The foreboding which lurked in these words was plainly the reflection of his own morbid broodings, but like all strong emotion, it was infectious, and, reason as she would, she could not shake off its influence entirely. At every unoccupied moment an indefinable shadow seemed to cross the period between Philip’s going and return. There was only one way of getting rid of this impression—to be always busy. Fortunately that was the remedy nearest at hand; for with household duties, her uncle’s accounts and correspondence—considerably multiplied during harvest—and the preparation with her own hands of sundry useful articles for Philip to take with him on his travels, she had plenty to do, without reckoning the hours her lover himself occupied.

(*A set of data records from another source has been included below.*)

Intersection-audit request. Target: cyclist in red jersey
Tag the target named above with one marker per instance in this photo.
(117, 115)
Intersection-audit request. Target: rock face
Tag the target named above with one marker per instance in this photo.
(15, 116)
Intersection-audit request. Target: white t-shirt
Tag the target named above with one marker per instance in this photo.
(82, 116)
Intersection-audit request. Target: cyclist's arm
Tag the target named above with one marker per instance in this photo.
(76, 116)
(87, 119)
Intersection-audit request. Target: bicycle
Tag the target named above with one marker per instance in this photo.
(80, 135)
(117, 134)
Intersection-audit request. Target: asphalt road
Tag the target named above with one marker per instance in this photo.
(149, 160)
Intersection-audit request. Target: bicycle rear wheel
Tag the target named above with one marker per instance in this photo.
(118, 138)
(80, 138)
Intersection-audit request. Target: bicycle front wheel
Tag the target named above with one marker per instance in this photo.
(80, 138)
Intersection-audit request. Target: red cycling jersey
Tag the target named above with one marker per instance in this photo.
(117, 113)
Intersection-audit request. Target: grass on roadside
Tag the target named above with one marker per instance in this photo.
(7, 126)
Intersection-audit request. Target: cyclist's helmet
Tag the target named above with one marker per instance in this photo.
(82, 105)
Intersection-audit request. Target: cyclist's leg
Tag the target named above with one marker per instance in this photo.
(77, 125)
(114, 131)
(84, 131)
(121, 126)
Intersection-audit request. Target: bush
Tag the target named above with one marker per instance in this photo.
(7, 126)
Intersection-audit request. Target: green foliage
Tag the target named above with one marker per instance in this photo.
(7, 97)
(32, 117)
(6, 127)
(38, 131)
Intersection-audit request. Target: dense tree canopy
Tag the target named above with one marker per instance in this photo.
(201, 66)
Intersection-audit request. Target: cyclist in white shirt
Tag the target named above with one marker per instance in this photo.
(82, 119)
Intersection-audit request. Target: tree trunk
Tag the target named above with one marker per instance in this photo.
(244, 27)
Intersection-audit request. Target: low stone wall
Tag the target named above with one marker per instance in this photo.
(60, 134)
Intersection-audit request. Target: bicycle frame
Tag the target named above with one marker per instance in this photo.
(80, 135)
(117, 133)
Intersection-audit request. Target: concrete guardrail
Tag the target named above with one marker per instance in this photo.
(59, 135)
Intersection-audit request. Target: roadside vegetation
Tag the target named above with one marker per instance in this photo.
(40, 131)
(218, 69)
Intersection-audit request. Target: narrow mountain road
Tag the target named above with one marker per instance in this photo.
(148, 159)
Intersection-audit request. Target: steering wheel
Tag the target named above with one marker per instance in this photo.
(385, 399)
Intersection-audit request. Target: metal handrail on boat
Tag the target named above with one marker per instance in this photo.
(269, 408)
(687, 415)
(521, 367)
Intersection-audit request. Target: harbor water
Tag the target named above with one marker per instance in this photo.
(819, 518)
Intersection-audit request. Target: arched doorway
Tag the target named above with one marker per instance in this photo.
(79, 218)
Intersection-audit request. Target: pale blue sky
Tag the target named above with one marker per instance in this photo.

It was during one of those happy hours that Philip referred to the proposal made by his father, and laughingly asked if she would agree to it.
This was a trial which Madge had anticipated, and was yet unprepared to meet. She could not make up her mind whether or not to tell Philip about Mr Hadleigh’s letters. So, again she followed her maxim, and did what was most disagreeable to herself—kept the secret.
‘You know what I think about it, Philip,’ she answered; ‘and I know the answer you gave him.’
‘You are sure?’
‘Quite sure—you refused.’
‘And you are not sorry? Cruel Madge—you do not wish me to stay.’
‘What we wish is not always best, Philip.’
She looked at him with those quiet longing eyes; and he wished they had not been at that moment walking in the harvest-field, with the reaping-machine coming at full swing towards them, followed by its troop of men and women gathering up the shorn grain, binding it into sheaves and piling them into shocks for the drying wind to do its part of the work. Had they only been in the orchard, he would have given her a lover’s token that he understood and appreciated her sacrifice.
‘I am not prepared to give unqualified assent to that doctrine,’ he said, thinking of the inconvenient neighbourhood of the harvesters. ‘However, in this instance I did not do what I wished.’